Monitoring Workloads

The cluster monitoring tools allow you to see Kubernetes metrics, such as pod metrics, node metrics and storage metrics for persistent volume claims. Kubernetes is the underlying container orchestration system that HEAT uses to deploy and scale it’s relevant service components, including ephermal processing workloads.

Understanding Pods

Pods are containerised workloads within HEAT, although HEAT surfaces all kubernetes resources including certificate managers, and system services for full visibility of what code is running within your HEAT environment.

ClusterManagerPods

The container image is what represents the current version of code deployed for any given service. In the image above you can see within the heat namespace, a cluster-manager pod using the container image heatglobal.azurecr.io/cluster-manager:stable. This informs you that there is a service within the infrastructure running using code from our heatglobal.azurecr.io image repository, the official repository for VRAI production images.

This tool will surface assigned limits to CPU usage and memory usage, and not an active sample of current CPU/memory as this can fluctuate greatly. Some services have no limits defined, and may present as N/A.

This tool is useful for identifying what’s running in any given HEAT environment, and where the current version of that service is sourced from, via the container image. All services within the heat namespace are part of the HEAT product family.

Understanding Nodes

HEAT is designed to scale horizontally, which means additional systems can be added to extend HEAT’s overall processing capabilities. Each node is one such system, with our cloud based solutions using multiple smaller nodes to service a workable HEAT environment and scale on demand.

For on-premises scenarios, a typical setup may include just one node, or a singular ‘HEAT server’ instance.

ClusterManagerNodes

In the above example, you can see the HEAT environment we are browsing contains two nodes, each with 4 CPU cores and 16GiB of memory. When nodes are created, for example as part of AKS’s (Azure Kubernetes Service) autoscaling strategy, nodes will show up here representing the additional capacity, and may be removed when no longer required, for example when no sessions are actively processing.

Understanding Storage

Allocated storage within HEAT represents any persistent data volumes that are used by HEAT services.
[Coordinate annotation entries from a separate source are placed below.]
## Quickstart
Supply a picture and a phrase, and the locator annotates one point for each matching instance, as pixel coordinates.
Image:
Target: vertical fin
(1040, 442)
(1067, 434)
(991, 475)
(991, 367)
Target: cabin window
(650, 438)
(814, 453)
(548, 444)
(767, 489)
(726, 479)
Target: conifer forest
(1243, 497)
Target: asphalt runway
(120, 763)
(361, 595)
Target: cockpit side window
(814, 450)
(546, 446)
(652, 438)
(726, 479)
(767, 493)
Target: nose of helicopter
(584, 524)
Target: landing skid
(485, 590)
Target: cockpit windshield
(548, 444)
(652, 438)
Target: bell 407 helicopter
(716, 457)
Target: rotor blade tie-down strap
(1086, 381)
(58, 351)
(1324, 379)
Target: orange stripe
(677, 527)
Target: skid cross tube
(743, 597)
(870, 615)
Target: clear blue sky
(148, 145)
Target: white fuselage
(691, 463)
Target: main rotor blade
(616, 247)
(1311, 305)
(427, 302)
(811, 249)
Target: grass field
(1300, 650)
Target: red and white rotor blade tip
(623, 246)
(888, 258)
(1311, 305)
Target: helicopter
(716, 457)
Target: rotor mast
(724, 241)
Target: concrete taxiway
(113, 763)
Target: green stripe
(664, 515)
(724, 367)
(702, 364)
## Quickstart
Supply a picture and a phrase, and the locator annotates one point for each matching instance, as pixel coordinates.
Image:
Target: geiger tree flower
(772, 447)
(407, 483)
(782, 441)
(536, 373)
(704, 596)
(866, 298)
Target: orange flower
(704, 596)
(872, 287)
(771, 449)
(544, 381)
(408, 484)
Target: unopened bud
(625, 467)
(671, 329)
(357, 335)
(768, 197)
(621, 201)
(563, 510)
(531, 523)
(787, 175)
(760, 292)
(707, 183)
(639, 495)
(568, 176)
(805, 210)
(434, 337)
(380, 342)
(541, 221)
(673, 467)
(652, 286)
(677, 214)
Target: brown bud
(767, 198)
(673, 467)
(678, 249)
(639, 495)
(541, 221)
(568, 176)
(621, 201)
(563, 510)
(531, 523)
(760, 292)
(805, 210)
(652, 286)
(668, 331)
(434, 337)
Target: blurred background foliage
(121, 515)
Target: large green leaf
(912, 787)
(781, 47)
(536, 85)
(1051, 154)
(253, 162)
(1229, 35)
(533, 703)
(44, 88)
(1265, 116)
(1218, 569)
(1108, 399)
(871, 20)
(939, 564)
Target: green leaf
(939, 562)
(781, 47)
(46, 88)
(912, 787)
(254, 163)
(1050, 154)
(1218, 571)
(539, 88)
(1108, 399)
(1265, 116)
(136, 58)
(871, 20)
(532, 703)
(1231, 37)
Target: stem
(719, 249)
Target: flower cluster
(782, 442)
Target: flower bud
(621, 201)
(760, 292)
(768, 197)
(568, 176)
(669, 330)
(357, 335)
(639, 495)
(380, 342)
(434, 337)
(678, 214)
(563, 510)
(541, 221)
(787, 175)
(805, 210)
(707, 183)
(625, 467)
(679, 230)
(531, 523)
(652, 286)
For example, when leveraging our out-of-the box HEAT Managed Object Store (powered by Minio), a sizable volume claim is created where the blob data actually lives.

It is up to the services to report their active storage use, so from this view we can see the capacity that has been allocated and whether it’s in use (bound).

ClusterManagerNodes

For reference, each storage volume is used for the following purposes:

Volume	Description
alloy-data-pvc-heat	OpenTelemetry collector that handles logging
cm-scratch-pvc-heat	Cluster manager temp volume for release management and updates
grafana-pvc-heat	Dashboard engine for server-side logs & tracking workloads
heat-auditor-mssql-data-heat-heat-auditor-mssql-0	Managed SQL database for auditing operations within HEAT
heat-auth-mssql-data-heat-heat-auth-mssql-0	Managed SQL database for HEAT’s built in identity provider (user accounts, session tokens, PII)
heat-managed-object-store-data-heat-heat-managed-object-store-0	Object storage for storing session data when using HEAT’s built in data source
loki-pvc-heat	Log aggregation storage for container outputs (capturing errors/runtime logs)
postgres-data-heat-postgres-0	Managed SQL database for the core HEAT engine, such as session entities, templates, nodes etc…

The requirements for the heat auditor and auth engines are relatively light and so they utilise the Express editions of MSSQL server.